Damit sind wir perfekt gerüstet für einen weiteren, ereignisreichen Tag. Es geht für uns ins Dorf Zwartsluis am Rand des Nationalparks Weerribben-Wieden. Über unseren 3. Tag in Overijssel erzähle ich euch dann in Kürze.
Reiseinfos Kampen
Kampen liegt in der Provinz Overijssel und direkt am Ufer der IJssel. Nur wenige Kilometer weiter mündet der Fluss erst ins Ketelmeer und dann ins IJsselmeer. Kampen ist eine ehemalige Hansestadt und hat momentan etwas über 55.600 Einwohner.
Informationen über Kampen findet ihr auf der Seite über Kampen auf der deutschsprachigen Website von Holland Hanse.
Vor Ort könnt ihr euch in der Tourist Info Hanzestad Kampen in der ehemaligen Stadtkaserne (Oudestraat 216) über Sehenswürdigkeiten und Möglichkeiten informieren.

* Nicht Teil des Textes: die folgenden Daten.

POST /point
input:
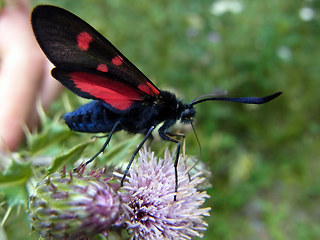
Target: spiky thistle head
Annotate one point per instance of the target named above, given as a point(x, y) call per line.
point(73, 205)
point(149, 208)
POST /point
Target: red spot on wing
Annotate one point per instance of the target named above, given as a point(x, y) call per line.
point(119, 95)
point(117, 60)
point(103, 68)
point(148, 88)
point(84, 40)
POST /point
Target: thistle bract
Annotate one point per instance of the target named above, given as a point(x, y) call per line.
point(73, 206)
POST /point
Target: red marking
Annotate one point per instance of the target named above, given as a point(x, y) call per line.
point(148, 88)
point(117, 94)
point(103, 68)
point(117, 60)
point(84, 39)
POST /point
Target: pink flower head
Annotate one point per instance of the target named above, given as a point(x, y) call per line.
point(150, 211)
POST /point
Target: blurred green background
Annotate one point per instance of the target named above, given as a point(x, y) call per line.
point(264, 159)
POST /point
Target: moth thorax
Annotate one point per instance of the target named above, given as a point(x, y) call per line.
point(188, 114)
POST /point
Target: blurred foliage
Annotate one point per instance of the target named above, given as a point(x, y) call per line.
point(264, 159)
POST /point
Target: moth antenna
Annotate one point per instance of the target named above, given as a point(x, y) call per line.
point(248, 100)
point(218, 92)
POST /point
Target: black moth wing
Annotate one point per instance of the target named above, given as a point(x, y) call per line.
point(73, 45)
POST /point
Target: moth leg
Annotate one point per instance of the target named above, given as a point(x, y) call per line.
point(180, 135)
point(135, 153)
point(165, 136)
point(105, 144)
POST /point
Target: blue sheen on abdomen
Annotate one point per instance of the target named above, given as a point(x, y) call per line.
point(93, 117)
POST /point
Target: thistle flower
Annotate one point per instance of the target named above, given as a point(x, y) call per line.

Wir waren 3 Tage in der Gegend. Die Reise-Berichte der anderen Tage findet ihr hier:
Bovenkerk
Botermarkt 6
Gotische Kreuzbasilika aus dem 12. Jahrhundert. Geöffnet am Freitag- und Samstagnachmittag. Für Gruppen sind Führungen auch außerhalb der regulären Öffnungszeiten möglich.
Im Juli und August finden dort donnerstags um 20 Uhr Orgelkonzerte statt.
Stedelijk Museum Kampen
Oudestraat 133
Feste Ausstellungen zu den Themen Wasser, Glaube, Gerichtswesen und Königshaus. Eine Mischung aus historischen Stücken und audiovisuelle Medien.
Zum Museum gehört noch ein 2. Gebäude, die ehemalige Synagoge in direkter Nähe. Dort gibt es eine feste Ausstellung zur jüdischen Geschichte in Kampen sowie wechselnde Kunst-Ausstellungen.
Geöffnet Dienstag bis Samstag von 11 bis 17 Uhr sowie am Sonntag von 13 bis 17 Uhr.
De Olifant / De Eenhoorn
Oudestraat 101
Café-Bar sowie Verkauf von Zigarren, Kaffee und Tee.
Führungen durch die Zigarrenfabrik werden beinahe täglich am Nachmittag angeboten. Vorab reservieren kann man über die Website.
Paviljoen Hanzezicht
Am Stadtstrand Kampen (gegenüberliegendes Flussufer)
Täglich geöffnet ab 10 Uhr
De Stadsherberg
IJsselkade 48
Geöffnet Dienstag bis Sonntag ab 11.30 Uhr
Bed & Breakfast De Stadsboerderij
Groenestraat 148
Verschiedene Zimmer und Appartements in verschiedenen Größen für bis zu 7 Personen.
Hinweis: Kampen besuchten wir mit Unterstützung von MarketingOost.